A Reflection: The Season That Wasn’t
By Lauren Hoffman, Head Softball Coach and Assistant Director of Athletics
One week passed, two weeks passed, then a month and then another. Just like that, it was May 13, and assistant coach Kelsey Steiner and I were holding our first ever virtual “senior day.” This, obviously, was not how the 2020 Mercersburg softball season was supposed to end.
The start of the 2020 season brought us a lot of excitement. Heading into the preseason, we had two seniors who had been with the program for four years. We had a promising 10th-grade class with some experience under their belts, and we had a handful of returners and newcomers to add to the mix. The girls were working hard and getting ready for our Spring Break trip to Tampa, FL. As the girls left campus for the first part of break, we told them to enjoy time with their friends and family, and to be ready to be softball players when we next saw them.

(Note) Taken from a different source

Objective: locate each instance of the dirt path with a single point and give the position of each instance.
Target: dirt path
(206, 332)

Fast forward to March 10, where we were all together at BWI Airport getting ready to take off for Tampa. The excitement and energy level was high; we were going to sunny Florida! Even with COVID-19 concerns looming, we had a great week planned for training and team building. But less than 24 hours after touching down in Florida, I received a phone call from the school that COVID-19 was developing at a faster rate than expected and the Mercersburg campus was shutting down for an additional two weeks. Two days later, the closure was extended to an additional four weeks.

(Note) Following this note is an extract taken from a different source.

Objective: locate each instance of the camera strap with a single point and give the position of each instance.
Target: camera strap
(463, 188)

I remember saying to Kelsey, “This is going to be a tough conversation,” as so many different thoughts raced through my head. I didn’t know where to start. I, myself, was trying to process that there was a chance this thing would end our season completely, as much as I didn’t want to think that way. We put so much time and effort into making each season better than the last that I didn’t want to believe what was happening around us.
We shared the news, and as expected, there were tears—lots of them. I knew our players would have questions and would want answers, but I also knew there was so much uncertainty that I couldn’t provide them with all the answers. But if there’s anything that we as coaches could do, it was to lead them. To be a role model for them. To be that extra shoulder to lean on. To tell them to soak up the remaining days in Florida because, in reality, it could be their last time together as a team. And luckily for us, the girls embraced the message. They embraced each other. It was amazing to watch.

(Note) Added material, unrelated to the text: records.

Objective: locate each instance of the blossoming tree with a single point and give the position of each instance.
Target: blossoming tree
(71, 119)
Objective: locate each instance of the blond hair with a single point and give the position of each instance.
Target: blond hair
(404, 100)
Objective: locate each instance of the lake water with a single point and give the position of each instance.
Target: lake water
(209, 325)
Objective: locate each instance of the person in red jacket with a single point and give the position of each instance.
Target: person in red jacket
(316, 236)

To start a season but not finish it is something I’ve never been a part of; not as a player, not as a coach. How could we go to Florida and come back to campus on March 15 with the possibility of never stepping on our field again? It was the strangest feeling, and it left me empty. And now, when I reflect on why those feelings came about, it’s because of one simple thing: the 11 girls who put on a Mercersburg softball uniform.
So, how do I define “the season that wasn’t?” That’s the easy part. I miss the everyday interaction, the everyday grind with the girls and with Kelsey. I miss watching them grow as softball players and I miss watching them develop into the wonderful young women that they are becoming. Wins and losses? Those are irrelevant. When I see the lightbulb go on in their heads after a drill, or note how far they’ve come since the beginning of the season or of their careers, it truly is one of the most remarkable and rewarding feelings a coach can have. That’s what I miss—the relationships and the bond the girls form with not only each other, but with their coaches, and the bond that we coaches create with them. If I’m being honest, the first two weeks without having them on campus was not easy. Without having them on campus, a part of me was missing. They, as much as they might not know it, have such an impact on who I am and how I coach them.
Lauren Hoffman has served as an assistant director of athletics and Mercersburg’s head softball coach since 2016-2017. A former two-sport college athlete, she is a graduate of Union College and Canisius College.